Dans le Cid, Don Diegue disait: « Œuvre de tant de jours en un jour écartée! » C’est ce que répète, c’est ce que ressent François Habonimana, le malheureux propriétaire de la maison, qui allait abriter la permanence du parti Congrès national pour la liberté, CNL, incendiée.
Plongé dans une angoisse, une désolation, une incompréhension, ce citoyen de la commune Nyabiraba ne demande à qui veut l’entendre qu’une chose : la réparation. L’espoir d’un avenir meilleur a été réduit en cendre. « J’ai beaucoup investi dans la construction de cette maison. J’espérais en tirer de l’argent. Mes enfants vont mourir de faim. » Sa maison n’a pas été brûlée par un pyromane, encore moins un psychotique. L’enquête menée par les journalistes d’investigation d’Iwacu montre clairement que c’était intentionnel, qu’une main criminelle a allumé délibérément l’incendie. Par ailleurs, le Tribunal de Grande Instance de Bujumbura vient de condamner à deux ans de prison 9 militants du CNL pour « complicité à l’incendie volontaire. »

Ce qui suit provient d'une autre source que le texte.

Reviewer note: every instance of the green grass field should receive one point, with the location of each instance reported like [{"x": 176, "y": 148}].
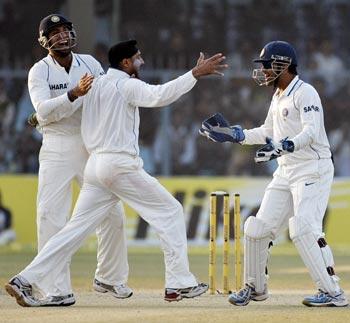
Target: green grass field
[{"x": 289, "y": 283}]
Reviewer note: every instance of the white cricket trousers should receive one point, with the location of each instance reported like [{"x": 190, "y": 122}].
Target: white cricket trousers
[
  {"x": 108, "y": 178},
  {"x": 297, "y": 190},
  {"x": 296, "y": 197},
  {"x": 62, "y": 159}
]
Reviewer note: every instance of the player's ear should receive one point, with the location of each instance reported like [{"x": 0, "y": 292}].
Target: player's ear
[{"x": 126, "y": 62}]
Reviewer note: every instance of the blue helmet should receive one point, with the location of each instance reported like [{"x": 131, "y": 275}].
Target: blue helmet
[
  {"x": 278, "y": 50},
  {"x": 276, "y": 57}
]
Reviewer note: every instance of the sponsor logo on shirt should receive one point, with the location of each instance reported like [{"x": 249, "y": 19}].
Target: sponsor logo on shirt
[
  {"x": 311, "y": 108},
  {"x": 61, "y": 86}
]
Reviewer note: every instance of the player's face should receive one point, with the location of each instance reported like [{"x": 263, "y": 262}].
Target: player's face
[
  {"x": 137, "y": 62},
  {"x": 269, "y": 75},
  {"x": 61, "y": 40}
]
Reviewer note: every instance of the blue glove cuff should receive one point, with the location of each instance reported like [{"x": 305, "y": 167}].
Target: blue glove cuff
[{"x": 288, "y": 145}]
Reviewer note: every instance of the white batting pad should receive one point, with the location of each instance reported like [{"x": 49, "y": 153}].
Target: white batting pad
[
  {"x": 314, "y": 258},
  {"x": 257, "y": 237}
]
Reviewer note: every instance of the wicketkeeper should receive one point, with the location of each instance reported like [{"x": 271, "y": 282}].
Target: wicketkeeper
[{"x": 294, "y": 133}]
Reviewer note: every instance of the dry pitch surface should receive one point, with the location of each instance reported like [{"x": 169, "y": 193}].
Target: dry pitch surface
[
  {"x": 289, "y": 283},
  {"x": 148, "y": 306}
]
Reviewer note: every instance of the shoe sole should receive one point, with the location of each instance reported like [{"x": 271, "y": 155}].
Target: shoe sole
[
  {"x": 308, "y": 304},
  {"x": 177, "y": 299},
  {"x": 238, "y": 304},
  {"x": 188, "y": 295},
  {"x": 58, "y": 304},
  {"x": 102, "y": 290},
  {"x": 13, "y": 291}
]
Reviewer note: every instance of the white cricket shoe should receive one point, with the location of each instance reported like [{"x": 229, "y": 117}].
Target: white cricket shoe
[
  {"x": 323, "y": 299},
  {"x": 177, "y": 294},
  {"x": 21, "y": 289},
  {"x": 118, "y": 291},
  {"x": 66, "y": 300},
  {"x": 247, "y": 294}
]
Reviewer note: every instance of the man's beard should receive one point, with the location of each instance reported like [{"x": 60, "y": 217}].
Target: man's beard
[{"x": 62, "y": 53}]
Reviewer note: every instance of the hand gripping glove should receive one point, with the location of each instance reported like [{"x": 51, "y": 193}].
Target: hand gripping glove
[
  {"x": 217, "y": 128},
  {"x": 273, "y": 150}
]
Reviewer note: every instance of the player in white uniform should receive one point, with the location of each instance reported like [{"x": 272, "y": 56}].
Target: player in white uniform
[
  {"x": 299, "y": 191},
  {"x": 110, "y": 129},
  {"x": 55, "y": 89}
]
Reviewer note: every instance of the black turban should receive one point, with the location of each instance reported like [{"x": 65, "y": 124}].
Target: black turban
[{"x": 118, "y": 52}]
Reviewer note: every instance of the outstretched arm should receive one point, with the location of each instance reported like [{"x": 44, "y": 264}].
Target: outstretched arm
[{"x": 140, "y": 93}]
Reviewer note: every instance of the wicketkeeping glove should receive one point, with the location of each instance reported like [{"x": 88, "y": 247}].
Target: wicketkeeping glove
[
  {"x": 217, "y": 128},
  {"x": 273, "y": 150}
]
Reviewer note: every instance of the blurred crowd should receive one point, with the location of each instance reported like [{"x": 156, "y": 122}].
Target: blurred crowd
[{"x": 170, "y": 35}]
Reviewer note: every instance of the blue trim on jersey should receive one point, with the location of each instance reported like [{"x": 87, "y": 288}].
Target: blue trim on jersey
[
  {"x": 133, "y": 129},
  {"x": 295, "y": 107},
  {"x": 48, "y": 71},
  {"x": 293, "y": 87},
  {"x": 85, "y": 64}
]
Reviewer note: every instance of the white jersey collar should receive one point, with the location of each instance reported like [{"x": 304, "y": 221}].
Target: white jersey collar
[
  {"x": 113, "y": 72},
  {"x": 53, "y": 62},
  {"x": 289, "y": 89}
]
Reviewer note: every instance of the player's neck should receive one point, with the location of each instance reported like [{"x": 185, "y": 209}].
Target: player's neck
[
  {"x": 284, "y": 81},
  {"x": 64, "y": 61}
]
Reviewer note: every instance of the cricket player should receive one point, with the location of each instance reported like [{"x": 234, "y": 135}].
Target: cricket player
[
  {"x": 57, "y": 84},
  {"x": 114, "y": 171},
  {"x": 294, "y": 133}
]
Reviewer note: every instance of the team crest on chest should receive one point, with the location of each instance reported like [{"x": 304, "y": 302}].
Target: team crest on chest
[
  {"x": 285, "y": 113},
  {"x": 61, "y": 86}
]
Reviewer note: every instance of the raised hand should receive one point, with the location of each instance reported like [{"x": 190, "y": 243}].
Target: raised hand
[
  {"x": 217, "y": 128},
  {"x": 209, "y": 66},
  {"x": 82, "y": 88}
]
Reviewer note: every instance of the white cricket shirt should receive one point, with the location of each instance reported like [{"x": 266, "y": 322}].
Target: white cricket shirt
[
  {"x": 48, "y": 84},
  {"x": 110, "y": 121},
  {"x": 295, "y": 113}
]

La commune Nyabiraba est en train de s’engouffrer inexorablement dans un tunnel sans issue. En effet, après l’incendie, la population paraît divisée. Une partie, surtout les membres du CNL, semblent ne pas croire au verdict de la Justice : « La permanence a été brûlée juste après que les policiers ont embarqué les militants qui veillaient. » Ils ne comprennent pas pourquoi un tel crime a pu se produire à quelques mètres d’une position militaire. Plus grave, un extrait audio a circulé sur les réseaux sociaux où une voix d’homme menace François Habonimana de détruire sa maison si jamais elle était louée pour abriter la permanence du CNL. Ces habitants sont convaincus que la voix est celle de l’administrateur communal. Même si ce dernier réfute les accusations, le propriétaire de la maison affirme le contraire: « Je ne sais pas qui l’a enregistré, mais il m’a un jour téléphoné et il a tenu ces propos.» Ils sont convaincus que le pouvoir est dans les mains des Imbonerakure. D’ailleurs le chef de cette ligue des jeunes du parti au pouvoir peut ordonner à un policier d’emprisonner les gens. «En tant que membre du comité mixte de sécurité, j’ai le droit d’arrêter toute personne que je soupçonne de troubler la sécurité du pays».
In fine, manque de confiance à la justice, aux forces de l’ordre, à l’administration, quelle sera la suite ? En attendant la réponse, que les supplications de François Habonimana soient entendues et exhaussées.